Dekarbonisasi di kawasan ASEAN juga harus memprioritaskan optimalisasi investasi publik dan swasta, karena upaya ini bisa memakan biaya yang sangat mahal.
“Itulah sebabnya saya senang mengetahui bahwa taksonomi ASEAN untuk keuangan berkelanjutan dapat berfungsi sebagai kerangka kerja yang berharga bagi sektor swasta untuk berpartisipasi dalam upaya dekarbonisasi, terutama dalam mengadopsi praktik keuangan berkelanjutan yang dapat mendukung tujuan penghindaran perubahan iklim,” ucap Sri Mulyani.
Sementara itu, Menteri Koordinator Bidang Kemaritiman dan Investasi Indonesia Luhut Binsar Pandjaitan, menyebutkan sejumlah upaya pemerintah Indonesia dalam mengatasi perubahan iklim seperti kerja sama dengan Singapura dalam perdagangan listrik ramah lingkungan yang diperkirakan akan menghasilkan investasi sebesar USD 30-50 miliar dalam pembangkit listrik tenaga surya dan manufaktur solar PV.
Indonesia juga akan memanfaatkan cadangan mineral penting yang dimilikinya, antara lain untuk menghasilkan produk bernilai lebih tinggi, seperti baterai untuk kendaraan listrik dan sistem penyimpanan energi baterai untuk sumber listrik intermiten.

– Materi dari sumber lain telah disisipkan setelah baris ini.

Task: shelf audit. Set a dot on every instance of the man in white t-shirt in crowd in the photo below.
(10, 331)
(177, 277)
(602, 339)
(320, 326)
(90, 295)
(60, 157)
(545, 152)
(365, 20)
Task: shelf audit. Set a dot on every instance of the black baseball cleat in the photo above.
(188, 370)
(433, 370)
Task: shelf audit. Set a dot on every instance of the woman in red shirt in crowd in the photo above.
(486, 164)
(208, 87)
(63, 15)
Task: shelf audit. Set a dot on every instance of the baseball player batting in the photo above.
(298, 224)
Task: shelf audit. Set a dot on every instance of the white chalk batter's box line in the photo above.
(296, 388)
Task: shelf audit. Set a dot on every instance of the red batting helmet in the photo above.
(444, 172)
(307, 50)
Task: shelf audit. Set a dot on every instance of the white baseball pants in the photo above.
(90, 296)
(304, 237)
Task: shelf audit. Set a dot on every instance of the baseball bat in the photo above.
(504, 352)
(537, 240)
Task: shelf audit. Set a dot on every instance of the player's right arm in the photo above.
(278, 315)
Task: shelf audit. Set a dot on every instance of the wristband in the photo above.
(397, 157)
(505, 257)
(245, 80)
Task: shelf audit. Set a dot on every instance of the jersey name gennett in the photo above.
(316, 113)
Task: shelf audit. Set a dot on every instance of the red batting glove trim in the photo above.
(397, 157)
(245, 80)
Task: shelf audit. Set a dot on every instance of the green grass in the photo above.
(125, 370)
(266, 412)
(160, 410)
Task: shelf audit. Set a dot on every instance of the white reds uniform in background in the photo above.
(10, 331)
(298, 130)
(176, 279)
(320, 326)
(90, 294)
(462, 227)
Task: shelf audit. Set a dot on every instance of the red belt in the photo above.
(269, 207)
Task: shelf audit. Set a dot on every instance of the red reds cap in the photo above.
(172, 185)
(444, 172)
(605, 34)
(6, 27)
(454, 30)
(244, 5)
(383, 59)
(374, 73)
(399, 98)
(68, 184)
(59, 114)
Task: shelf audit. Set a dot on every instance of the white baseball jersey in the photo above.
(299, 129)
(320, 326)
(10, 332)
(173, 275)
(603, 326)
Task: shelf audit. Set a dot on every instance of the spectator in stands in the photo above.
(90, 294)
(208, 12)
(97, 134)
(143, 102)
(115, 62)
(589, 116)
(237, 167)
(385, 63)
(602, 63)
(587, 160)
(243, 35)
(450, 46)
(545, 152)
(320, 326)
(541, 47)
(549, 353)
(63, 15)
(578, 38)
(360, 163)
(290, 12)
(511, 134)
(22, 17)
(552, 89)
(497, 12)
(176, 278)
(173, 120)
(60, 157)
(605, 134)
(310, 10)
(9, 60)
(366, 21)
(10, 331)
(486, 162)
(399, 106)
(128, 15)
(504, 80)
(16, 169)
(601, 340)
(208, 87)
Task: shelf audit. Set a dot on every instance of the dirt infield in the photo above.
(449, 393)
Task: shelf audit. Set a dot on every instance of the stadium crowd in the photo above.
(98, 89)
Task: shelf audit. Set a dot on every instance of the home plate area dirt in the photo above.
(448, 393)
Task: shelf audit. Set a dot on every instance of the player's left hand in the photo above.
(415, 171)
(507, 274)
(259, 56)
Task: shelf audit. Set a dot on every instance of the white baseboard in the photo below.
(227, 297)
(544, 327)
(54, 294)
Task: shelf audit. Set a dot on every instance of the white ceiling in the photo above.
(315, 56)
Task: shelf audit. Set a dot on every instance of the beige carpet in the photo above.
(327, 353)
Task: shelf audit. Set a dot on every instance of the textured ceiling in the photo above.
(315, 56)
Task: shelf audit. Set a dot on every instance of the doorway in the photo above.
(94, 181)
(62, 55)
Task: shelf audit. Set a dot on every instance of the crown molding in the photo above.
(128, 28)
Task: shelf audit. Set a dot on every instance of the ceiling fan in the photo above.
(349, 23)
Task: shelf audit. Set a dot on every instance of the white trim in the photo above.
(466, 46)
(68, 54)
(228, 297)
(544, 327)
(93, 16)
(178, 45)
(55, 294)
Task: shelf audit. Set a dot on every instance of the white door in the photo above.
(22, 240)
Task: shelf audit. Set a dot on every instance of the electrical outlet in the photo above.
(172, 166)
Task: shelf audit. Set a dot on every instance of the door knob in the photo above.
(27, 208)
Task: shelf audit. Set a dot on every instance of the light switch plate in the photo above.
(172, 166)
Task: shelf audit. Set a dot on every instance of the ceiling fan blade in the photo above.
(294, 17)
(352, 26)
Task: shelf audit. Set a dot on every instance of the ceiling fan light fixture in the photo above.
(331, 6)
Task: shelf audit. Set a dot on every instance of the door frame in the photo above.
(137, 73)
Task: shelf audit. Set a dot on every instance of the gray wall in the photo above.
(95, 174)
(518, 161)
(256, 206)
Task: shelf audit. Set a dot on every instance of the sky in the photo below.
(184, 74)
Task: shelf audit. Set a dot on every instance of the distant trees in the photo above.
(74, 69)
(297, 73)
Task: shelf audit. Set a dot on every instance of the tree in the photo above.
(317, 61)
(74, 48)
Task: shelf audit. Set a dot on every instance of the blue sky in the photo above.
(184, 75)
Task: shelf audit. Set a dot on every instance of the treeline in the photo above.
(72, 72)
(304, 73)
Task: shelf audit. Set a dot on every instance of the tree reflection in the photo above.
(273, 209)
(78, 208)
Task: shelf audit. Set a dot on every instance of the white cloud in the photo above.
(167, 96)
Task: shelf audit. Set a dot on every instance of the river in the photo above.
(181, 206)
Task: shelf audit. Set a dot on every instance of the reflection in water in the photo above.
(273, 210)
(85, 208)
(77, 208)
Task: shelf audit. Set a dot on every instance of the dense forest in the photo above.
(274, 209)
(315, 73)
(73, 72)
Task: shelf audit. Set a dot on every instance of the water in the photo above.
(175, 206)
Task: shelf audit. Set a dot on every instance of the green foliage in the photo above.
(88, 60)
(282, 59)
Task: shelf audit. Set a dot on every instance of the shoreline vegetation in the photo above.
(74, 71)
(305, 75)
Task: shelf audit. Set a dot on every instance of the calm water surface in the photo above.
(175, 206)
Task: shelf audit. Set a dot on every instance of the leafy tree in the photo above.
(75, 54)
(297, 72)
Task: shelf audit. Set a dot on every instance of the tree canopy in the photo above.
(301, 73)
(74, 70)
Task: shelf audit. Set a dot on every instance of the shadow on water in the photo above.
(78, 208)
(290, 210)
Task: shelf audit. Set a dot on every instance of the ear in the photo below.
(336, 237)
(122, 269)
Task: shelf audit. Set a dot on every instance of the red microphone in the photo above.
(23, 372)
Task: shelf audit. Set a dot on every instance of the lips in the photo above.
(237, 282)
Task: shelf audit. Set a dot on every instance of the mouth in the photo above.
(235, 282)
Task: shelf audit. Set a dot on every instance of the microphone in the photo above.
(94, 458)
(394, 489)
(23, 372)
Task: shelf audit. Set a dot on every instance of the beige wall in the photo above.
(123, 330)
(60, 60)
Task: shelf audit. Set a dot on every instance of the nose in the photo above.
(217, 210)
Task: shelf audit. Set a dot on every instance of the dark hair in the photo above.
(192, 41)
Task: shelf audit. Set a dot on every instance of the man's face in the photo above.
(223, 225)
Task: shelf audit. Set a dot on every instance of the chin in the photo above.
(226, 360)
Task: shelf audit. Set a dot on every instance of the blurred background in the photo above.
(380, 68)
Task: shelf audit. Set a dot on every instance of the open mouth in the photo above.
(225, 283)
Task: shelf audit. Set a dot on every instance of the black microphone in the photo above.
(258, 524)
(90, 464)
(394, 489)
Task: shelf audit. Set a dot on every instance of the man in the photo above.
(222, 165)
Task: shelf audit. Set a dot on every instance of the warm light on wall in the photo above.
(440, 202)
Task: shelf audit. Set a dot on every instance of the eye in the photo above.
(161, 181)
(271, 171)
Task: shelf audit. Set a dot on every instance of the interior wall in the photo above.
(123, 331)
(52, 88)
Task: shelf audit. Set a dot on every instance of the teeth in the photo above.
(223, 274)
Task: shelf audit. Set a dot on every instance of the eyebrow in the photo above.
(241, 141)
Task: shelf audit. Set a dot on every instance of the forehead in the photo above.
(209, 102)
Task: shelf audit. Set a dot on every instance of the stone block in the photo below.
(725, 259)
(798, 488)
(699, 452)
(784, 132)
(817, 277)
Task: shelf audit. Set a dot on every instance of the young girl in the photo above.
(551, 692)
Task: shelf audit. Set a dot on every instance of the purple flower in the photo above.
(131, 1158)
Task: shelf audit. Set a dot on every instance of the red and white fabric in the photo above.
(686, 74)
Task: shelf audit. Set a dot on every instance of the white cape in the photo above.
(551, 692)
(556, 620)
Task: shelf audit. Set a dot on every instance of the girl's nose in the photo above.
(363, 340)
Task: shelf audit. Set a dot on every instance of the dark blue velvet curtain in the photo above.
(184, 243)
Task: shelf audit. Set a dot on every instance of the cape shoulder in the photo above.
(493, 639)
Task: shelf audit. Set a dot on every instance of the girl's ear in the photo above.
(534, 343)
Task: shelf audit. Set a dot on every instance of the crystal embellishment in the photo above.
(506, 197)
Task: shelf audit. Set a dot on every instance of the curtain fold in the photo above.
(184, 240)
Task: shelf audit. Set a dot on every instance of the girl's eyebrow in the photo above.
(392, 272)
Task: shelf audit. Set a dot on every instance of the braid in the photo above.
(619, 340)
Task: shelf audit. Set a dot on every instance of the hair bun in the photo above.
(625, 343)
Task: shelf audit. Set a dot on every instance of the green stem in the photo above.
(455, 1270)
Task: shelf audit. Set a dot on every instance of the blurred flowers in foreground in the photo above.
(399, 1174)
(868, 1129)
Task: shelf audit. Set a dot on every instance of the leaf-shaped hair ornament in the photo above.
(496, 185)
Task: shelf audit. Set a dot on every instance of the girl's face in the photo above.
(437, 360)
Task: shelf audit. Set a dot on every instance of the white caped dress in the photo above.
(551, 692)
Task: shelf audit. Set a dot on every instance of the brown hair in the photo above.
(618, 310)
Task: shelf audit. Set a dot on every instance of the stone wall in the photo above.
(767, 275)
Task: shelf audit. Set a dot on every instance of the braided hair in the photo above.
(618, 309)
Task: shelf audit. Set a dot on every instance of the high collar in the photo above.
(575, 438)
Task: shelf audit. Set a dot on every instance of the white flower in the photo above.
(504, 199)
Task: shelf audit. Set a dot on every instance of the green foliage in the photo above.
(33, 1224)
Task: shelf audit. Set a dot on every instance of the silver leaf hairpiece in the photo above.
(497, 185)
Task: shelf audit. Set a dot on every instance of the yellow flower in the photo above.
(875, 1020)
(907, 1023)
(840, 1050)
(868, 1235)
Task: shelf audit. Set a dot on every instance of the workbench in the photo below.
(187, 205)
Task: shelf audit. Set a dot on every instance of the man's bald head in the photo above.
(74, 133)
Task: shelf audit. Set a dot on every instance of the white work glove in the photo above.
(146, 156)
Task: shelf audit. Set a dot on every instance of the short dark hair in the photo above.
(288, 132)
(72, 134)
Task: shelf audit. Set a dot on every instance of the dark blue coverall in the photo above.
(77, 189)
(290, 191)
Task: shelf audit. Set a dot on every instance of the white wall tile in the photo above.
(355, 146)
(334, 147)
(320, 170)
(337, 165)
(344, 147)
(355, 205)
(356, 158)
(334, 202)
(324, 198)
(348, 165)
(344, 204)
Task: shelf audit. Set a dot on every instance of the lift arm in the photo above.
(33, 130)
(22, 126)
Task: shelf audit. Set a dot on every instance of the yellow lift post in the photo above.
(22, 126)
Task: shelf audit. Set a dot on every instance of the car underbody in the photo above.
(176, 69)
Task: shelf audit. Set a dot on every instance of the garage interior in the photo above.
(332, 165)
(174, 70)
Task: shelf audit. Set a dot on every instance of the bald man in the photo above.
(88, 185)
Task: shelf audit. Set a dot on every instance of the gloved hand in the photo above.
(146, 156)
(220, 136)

“Meskipun kami telah berupaya, kami tahu bahwa perjalanan ini masih jauh dari selesai. Kita tidak bisa melakukan ini sendirian. Kolaborasi sangat penting untuk memastikan bahwa teknologi yang diperlukan dapat diakses untuk mendorong pembangunan berkelanjutan di seluruh kawasan; dan investasi besar tersedia untuk mendanai inisiatif dekarbonisasi ini,” cetusnya.